The person may have a fear of snakes or some other type of animal, or they might have a fear of heights, or there may be a specific activity like public speaking that is feared and avoided.
This happens when a person becomes anxious or afraid when they leave their house. This can often be accompanied by social anxiety, since the person is likely anxious that they will see other people.
A person with agoraphobia can become a prisoner in their own home.
When people have ongoing worries that they are going to get sick or die, or that something is wrong with them physically, yet the medical testing rules out any causes for concern, they may have Hypochondria. This is a delicate issue because sometimes people with medical issues do not get clear answers from testing, and there may actually be an undiagnosed medical issue.
Yet in many instances, and especially if the person is anxious in other ways in their life, Hypochondria is suspected where the person’s anxiety focuses onto their body and their health without due cause. One example is a person who feels anxiety in their heartbeat, and then keeps on worrying that they are going to have a heart attack, despite testing showing that their heart is healthy.
Panic Attacks are the result of two levels of anxiety. The first level is some of the physical symptoms of anxiety that discussed at the top, like having a faster heartbeat or rapid breathing.

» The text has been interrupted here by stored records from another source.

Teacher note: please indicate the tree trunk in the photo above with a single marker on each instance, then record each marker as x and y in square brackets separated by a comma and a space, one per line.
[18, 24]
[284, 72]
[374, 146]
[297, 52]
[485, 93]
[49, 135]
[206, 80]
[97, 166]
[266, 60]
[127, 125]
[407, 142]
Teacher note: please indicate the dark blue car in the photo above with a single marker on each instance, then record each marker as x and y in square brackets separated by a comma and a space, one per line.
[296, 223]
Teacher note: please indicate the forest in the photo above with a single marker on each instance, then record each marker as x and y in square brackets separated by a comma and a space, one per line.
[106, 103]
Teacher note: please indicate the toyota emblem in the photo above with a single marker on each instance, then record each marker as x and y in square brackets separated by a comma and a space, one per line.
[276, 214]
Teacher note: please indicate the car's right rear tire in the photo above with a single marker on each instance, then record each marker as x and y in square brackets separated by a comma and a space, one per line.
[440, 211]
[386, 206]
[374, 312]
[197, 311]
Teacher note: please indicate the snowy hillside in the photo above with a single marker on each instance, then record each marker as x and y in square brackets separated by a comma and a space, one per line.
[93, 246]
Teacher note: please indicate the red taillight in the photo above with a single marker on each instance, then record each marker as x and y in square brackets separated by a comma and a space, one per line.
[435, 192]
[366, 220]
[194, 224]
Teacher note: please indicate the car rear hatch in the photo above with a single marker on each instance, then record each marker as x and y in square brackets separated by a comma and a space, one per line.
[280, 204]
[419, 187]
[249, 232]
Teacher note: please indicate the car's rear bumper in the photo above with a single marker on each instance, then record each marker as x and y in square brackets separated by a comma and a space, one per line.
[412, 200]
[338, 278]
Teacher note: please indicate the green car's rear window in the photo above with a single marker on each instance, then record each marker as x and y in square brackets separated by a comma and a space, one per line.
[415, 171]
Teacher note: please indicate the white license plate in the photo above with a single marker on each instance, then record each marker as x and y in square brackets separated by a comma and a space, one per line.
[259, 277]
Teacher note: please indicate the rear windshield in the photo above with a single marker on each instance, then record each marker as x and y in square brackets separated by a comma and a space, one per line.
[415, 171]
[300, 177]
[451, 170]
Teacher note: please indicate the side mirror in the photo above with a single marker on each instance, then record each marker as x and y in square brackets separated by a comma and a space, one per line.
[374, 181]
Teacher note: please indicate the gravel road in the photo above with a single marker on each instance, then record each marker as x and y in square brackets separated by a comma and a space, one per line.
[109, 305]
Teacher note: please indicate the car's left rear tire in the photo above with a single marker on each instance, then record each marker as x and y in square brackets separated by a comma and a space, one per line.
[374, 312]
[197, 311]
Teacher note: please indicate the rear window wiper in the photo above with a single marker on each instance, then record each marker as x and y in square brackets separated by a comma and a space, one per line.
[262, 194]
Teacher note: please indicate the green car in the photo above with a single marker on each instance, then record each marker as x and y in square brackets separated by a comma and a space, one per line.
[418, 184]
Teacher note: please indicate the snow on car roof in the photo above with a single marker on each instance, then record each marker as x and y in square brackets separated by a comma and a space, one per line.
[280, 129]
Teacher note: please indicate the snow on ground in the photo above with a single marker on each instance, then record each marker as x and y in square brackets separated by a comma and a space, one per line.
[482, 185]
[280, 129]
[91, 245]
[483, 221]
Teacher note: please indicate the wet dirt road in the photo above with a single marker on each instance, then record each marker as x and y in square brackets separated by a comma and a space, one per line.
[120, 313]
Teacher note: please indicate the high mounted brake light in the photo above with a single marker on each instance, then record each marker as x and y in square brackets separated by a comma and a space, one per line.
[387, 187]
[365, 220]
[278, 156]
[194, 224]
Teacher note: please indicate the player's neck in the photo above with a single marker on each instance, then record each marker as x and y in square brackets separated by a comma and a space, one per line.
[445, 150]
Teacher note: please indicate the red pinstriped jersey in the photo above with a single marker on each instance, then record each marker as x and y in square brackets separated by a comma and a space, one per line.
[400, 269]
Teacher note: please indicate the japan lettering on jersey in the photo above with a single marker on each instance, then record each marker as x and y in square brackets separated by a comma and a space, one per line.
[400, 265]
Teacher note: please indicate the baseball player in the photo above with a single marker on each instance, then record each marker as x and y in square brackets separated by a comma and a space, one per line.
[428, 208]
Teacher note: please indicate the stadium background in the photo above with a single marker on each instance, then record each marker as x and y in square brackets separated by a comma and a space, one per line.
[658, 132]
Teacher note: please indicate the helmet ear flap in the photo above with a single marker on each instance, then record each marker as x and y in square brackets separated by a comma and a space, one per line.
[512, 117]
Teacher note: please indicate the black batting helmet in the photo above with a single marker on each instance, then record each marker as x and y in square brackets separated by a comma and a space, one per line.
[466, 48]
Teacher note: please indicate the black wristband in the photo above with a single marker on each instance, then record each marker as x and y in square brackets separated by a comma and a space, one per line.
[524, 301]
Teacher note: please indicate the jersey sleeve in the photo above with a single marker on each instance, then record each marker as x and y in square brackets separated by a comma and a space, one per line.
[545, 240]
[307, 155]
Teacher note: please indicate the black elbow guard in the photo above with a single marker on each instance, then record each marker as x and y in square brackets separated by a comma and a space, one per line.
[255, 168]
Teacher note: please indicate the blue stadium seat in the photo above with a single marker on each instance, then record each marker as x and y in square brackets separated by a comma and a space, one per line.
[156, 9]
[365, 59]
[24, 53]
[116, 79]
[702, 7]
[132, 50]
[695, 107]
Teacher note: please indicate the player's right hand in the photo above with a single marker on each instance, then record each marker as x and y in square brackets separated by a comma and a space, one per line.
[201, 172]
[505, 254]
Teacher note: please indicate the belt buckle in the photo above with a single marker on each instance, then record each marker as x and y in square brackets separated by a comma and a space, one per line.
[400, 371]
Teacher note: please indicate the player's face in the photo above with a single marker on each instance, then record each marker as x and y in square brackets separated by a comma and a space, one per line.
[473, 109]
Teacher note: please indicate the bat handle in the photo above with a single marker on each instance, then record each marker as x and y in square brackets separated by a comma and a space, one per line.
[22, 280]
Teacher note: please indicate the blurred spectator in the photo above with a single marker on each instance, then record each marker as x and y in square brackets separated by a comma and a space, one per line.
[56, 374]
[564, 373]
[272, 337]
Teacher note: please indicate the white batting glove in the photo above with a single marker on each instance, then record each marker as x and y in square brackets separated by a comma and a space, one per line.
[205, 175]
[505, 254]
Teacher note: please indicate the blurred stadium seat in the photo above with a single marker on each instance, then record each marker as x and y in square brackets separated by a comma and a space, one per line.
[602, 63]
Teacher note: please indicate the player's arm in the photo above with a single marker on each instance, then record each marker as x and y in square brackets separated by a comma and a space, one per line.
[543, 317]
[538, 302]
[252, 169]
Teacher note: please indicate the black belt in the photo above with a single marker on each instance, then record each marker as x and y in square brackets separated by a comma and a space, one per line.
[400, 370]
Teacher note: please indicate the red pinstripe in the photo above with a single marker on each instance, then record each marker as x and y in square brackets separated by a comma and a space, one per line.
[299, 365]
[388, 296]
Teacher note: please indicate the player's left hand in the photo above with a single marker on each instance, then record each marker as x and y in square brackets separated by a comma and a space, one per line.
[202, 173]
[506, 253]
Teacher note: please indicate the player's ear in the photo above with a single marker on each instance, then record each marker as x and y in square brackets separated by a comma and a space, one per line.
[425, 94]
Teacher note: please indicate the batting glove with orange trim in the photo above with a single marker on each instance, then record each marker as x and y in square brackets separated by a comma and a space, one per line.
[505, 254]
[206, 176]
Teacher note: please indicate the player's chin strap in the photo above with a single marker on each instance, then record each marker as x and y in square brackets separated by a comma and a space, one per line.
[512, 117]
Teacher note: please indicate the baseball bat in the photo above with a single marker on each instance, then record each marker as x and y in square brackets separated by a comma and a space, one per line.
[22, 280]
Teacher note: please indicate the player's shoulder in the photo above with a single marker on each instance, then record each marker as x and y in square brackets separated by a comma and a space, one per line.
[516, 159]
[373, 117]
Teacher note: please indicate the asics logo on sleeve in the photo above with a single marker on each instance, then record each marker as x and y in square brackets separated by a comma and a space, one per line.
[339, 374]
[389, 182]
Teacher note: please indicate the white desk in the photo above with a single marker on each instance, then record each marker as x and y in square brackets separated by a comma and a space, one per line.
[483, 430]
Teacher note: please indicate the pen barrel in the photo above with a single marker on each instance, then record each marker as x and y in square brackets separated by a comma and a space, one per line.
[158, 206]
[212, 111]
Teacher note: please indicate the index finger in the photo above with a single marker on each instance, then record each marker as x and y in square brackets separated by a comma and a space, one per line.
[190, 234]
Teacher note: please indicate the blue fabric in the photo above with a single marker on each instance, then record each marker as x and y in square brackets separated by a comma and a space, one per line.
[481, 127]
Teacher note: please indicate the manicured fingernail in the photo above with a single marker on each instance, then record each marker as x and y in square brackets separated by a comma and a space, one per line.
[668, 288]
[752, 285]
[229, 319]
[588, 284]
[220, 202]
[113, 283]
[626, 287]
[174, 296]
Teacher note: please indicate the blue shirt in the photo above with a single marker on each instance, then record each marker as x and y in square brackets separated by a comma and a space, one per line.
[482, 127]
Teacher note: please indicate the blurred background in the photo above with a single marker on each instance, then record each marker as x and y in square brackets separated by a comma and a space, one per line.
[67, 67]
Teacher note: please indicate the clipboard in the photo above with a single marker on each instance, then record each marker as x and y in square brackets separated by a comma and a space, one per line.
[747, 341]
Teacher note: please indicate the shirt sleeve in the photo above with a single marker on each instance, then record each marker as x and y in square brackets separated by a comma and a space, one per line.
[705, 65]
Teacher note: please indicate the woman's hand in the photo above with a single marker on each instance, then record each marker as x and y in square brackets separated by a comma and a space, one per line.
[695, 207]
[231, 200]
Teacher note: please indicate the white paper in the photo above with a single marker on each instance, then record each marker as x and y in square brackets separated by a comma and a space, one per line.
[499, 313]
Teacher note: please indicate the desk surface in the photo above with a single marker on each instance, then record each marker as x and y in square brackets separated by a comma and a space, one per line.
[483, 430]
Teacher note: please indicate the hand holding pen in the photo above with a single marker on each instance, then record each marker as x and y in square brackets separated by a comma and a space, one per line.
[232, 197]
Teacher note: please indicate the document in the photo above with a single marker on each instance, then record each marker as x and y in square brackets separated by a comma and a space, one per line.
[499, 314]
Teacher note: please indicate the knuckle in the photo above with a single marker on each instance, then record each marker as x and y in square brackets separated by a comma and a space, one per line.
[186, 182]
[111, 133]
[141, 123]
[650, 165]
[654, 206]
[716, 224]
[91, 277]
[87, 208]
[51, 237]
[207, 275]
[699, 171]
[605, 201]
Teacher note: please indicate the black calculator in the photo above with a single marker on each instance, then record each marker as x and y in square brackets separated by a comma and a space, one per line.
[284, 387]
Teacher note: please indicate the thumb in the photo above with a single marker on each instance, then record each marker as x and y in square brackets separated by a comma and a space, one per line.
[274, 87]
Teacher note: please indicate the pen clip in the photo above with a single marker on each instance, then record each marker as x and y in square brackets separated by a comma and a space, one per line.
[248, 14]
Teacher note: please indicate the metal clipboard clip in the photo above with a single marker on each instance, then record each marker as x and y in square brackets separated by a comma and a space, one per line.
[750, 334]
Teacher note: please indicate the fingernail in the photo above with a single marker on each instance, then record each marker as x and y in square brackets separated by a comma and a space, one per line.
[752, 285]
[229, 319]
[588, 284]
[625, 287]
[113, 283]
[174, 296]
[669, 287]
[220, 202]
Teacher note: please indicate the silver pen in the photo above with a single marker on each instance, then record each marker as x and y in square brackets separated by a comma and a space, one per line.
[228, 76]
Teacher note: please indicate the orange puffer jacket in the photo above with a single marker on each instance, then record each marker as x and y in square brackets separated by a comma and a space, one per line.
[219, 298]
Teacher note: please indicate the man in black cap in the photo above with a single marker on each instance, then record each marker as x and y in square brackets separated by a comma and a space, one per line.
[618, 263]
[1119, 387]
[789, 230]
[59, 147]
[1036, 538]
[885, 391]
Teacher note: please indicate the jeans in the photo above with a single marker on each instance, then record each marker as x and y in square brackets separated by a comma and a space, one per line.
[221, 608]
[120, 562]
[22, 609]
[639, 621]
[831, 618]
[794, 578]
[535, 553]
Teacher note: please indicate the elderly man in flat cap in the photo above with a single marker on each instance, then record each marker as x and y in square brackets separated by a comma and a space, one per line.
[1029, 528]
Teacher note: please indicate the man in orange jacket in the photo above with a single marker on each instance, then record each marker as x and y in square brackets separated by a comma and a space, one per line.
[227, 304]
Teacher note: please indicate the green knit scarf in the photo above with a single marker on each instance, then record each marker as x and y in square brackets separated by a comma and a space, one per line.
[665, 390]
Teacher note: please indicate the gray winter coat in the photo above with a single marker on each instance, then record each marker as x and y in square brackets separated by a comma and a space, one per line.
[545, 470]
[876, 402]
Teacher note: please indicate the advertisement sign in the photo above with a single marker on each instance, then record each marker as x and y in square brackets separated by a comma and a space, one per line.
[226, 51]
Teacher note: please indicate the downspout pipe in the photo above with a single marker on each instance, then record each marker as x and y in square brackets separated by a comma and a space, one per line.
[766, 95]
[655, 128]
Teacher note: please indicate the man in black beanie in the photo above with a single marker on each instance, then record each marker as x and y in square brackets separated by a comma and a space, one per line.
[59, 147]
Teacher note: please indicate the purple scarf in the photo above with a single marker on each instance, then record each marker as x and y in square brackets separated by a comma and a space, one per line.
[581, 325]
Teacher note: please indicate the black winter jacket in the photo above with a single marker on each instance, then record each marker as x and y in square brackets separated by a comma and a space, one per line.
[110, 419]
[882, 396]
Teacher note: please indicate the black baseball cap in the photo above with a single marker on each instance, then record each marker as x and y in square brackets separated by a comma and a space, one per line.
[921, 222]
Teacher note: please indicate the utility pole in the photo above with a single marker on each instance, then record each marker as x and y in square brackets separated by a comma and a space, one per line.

What happens in Panic Attacks is that there is then a second level of anxiety that comes in, when the person starts becoming very fearful of some of the sensations and experience in their body. Instead of being able to stay in calm or curious awareness about the way anxiety is showing up in their heartbeat or in their breath, in panic the person instead becomes very anxious about the anxiety or stress symptoms themselves and often starts having catastrophic thoughts that they are going to die. This severe form of anxiety can feel so out of control and extreme that the person is vulnerable to either fainting or passing out.